Amolops jaunsari
- Conservation status: Data Deficient (IUCN 3.1)

Scientific classification
- Kingdom: Animalia
- Phylum: Chordata
- Class: Amphibia
- Order: Anura
- Family: Ranidae
- Genus: Amolops
- Species: A. jaunsari
- Binomial name: Amolops jaunsari Ray, 1992

= Amolops jaunsari =

- Authority: Ray, 1992
- Conservation status: DD

Species of amphibian

Amolops jaunsari, also known as the Jaunsar stream frog or Jaunsar's torrent frog, is a species of frog endemic to India. It is only known from its type locality near Chakrata in Uttarakhand (formerly Uttar Pradesh). It was described based on a single specimen collected in 1985 and has not been recorded ever since.

==Description==
Amolops jaunsari is a relatively small species of Amolops. The head is wider than it is long. The eyes are relatively large.

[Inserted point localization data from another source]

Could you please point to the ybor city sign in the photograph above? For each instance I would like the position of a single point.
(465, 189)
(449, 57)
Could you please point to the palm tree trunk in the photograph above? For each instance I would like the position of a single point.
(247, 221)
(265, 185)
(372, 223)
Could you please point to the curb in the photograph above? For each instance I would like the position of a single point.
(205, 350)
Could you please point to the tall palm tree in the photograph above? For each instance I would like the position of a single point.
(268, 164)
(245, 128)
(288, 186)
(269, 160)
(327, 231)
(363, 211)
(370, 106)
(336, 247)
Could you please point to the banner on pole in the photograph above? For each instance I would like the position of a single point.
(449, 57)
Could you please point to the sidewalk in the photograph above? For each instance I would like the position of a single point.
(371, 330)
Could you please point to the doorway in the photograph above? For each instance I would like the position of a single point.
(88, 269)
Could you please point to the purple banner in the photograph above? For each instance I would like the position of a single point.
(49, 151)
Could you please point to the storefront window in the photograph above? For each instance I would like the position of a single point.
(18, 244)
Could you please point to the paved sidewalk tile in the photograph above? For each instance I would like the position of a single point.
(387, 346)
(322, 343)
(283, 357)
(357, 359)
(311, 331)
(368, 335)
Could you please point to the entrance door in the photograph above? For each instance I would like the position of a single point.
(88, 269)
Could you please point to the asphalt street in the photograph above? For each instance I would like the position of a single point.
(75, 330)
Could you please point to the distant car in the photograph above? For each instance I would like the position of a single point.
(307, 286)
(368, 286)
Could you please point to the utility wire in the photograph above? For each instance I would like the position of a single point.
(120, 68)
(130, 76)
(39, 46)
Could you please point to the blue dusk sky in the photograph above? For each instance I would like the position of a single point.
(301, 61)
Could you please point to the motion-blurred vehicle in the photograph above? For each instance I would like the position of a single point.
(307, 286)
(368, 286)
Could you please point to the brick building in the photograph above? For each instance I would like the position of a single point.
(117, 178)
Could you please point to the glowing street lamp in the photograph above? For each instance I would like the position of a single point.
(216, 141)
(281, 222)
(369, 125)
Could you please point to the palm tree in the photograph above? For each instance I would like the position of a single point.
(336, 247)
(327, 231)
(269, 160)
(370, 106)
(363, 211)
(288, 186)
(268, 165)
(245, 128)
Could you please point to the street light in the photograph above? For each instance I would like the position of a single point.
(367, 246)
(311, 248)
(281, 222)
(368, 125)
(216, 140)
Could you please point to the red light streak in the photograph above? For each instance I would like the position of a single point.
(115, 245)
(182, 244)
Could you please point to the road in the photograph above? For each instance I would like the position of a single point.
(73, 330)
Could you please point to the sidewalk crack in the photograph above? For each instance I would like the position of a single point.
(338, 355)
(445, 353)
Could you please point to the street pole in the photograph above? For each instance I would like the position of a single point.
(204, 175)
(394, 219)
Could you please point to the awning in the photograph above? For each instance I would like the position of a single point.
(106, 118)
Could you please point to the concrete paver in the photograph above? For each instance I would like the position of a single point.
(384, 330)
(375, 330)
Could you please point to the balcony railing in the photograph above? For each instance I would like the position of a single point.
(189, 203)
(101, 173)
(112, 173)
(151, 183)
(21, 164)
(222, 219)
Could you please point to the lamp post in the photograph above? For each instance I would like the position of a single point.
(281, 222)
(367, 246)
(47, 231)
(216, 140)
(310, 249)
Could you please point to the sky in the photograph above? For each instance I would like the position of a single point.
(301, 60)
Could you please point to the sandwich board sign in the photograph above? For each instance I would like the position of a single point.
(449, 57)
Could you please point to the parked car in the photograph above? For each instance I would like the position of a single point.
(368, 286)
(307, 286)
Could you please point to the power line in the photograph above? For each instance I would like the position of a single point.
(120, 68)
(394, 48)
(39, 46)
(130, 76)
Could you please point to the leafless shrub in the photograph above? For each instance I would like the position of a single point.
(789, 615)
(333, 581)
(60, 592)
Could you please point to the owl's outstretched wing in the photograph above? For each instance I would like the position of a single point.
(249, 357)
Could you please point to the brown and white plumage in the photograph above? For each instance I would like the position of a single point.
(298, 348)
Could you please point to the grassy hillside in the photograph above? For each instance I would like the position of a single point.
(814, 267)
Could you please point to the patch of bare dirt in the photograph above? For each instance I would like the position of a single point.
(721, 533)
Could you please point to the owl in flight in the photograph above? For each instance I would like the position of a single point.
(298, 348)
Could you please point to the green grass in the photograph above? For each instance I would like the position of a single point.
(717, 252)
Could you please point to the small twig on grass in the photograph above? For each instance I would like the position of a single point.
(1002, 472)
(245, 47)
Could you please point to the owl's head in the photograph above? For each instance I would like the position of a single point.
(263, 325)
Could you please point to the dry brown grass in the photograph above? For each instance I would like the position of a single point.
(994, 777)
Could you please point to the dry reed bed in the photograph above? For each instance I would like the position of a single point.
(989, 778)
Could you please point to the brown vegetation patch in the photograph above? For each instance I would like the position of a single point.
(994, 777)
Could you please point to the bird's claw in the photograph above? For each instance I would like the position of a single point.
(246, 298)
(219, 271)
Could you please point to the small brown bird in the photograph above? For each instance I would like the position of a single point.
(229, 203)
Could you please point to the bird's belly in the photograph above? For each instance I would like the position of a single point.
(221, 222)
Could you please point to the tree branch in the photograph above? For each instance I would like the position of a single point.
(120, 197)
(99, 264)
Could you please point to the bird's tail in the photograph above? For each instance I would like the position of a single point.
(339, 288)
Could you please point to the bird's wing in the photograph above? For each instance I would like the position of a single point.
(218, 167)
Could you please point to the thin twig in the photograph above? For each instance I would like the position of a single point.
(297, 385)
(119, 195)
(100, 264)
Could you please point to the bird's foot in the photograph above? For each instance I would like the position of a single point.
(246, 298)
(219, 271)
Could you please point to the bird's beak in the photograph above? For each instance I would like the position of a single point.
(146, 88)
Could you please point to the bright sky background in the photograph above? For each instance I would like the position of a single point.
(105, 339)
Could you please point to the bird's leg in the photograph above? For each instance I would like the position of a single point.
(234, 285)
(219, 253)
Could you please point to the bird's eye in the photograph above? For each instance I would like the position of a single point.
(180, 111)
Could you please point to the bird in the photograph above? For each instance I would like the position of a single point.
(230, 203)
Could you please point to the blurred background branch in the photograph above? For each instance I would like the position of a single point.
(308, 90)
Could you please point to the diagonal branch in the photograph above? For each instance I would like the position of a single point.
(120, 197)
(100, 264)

The tympanum is distinct and the supratympanic fold is present. The fingers have distinct terminal discs. The toe discs are similar to the fingers ones. The dorsum is dark olive green. The upper lip has light brown and lighter spots. The iris is golden brown. A blackish band runs from the eye to the sacrum. The limbs have dark and light brown crossbars. The throat and the anterior part of the breast have dark brown mottling.

==Habitat and conservation==
Amolops jaunsari is a semi-aquatic species that occurs in small hill-streams at an elevation of about 1062 m above sea level. The threats to this poorly-known species are unknown.